Sin ser ni mucho menos decepcionante, el regusto que quedó al final de una velada que tan altas expectativas había despertado por el nombre y el recuerdo de todos sus participantes fue el de haber asistido a unas extraordinarias exhibiciones de técnica e inspiración, pero no siempre en combinación, sino más bien en alternancia.

En concreto, el trompetista sueco Håkan Hardenberger (Malmö, 1961) revalidó la impresión de prodigioso dominio instrumental dejada junto a la Orquesta de Valencia en enero de 1997. En su debe hubo que anotar también de nuevo la de que su formidable virtuosismo se agotaba en sí mismo. Esta vez no le ayudó mucho a este respecto la obra programada, el concierto compuesto para él en 1988-9 por el autríaco Heinz Karl Gruber (Viena, 1943) con el título Aerial.
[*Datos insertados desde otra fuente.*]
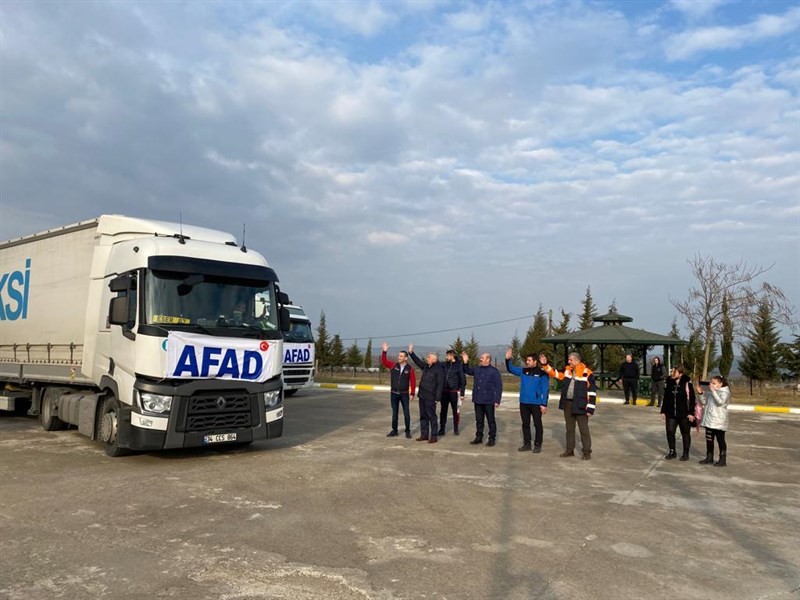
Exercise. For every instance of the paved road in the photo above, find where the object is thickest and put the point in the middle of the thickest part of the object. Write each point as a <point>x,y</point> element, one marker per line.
<point>335,510</point>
El neotonalismo al que se adscribe parece desplazar la atención de otros parámetros (como la armonía o el ritmo) para concentrarla en una tímbrica muy difícil de lograr, pero a la postre en exceso dependiente del factor sorpresa en el sentido más superficial del término. No se negará ni la belleza de muchos de los colores percibidos (por ejemplo, la resonancia de la última nota emitida por la trompeta sobre el arpa del piano) ni el mérito de su logro.
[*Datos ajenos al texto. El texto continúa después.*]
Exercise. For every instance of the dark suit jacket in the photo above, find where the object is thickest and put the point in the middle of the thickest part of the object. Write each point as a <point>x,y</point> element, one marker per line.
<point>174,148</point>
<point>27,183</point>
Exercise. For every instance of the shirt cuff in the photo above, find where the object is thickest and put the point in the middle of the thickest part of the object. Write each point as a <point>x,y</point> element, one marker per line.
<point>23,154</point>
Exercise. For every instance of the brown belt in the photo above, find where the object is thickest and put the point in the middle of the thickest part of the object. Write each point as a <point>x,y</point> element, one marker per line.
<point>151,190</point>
Pero detalles como que el director alargara algunos acordes y silencios en función del tiempo que al solista le llevara el cambio de trompeta o la adición o sustracción de adminículos resultan bastante ilustrativos de una ambición artística que en último término no cabe calificar sino de modesta.

La combinación de técnica e inspiración se dio en mayor medida en la orquesta y el director. En el Preludio y la Muerte de amor de Isolda, Daniel Harding (Oxford, 1975), que sonó como sustituto de Lorin Maazel en Les Arts, estuvo sólo un punto menos conmovedor que hace seis años al frente de la Orquesta de los Campos Elíseos. Con todo, ahí y en la Séptima de Dvorak extrajo de la Sinfónica de Londres un rendimiento muy, pero que muy considerable. Extrañó que no se concediese una sola propina.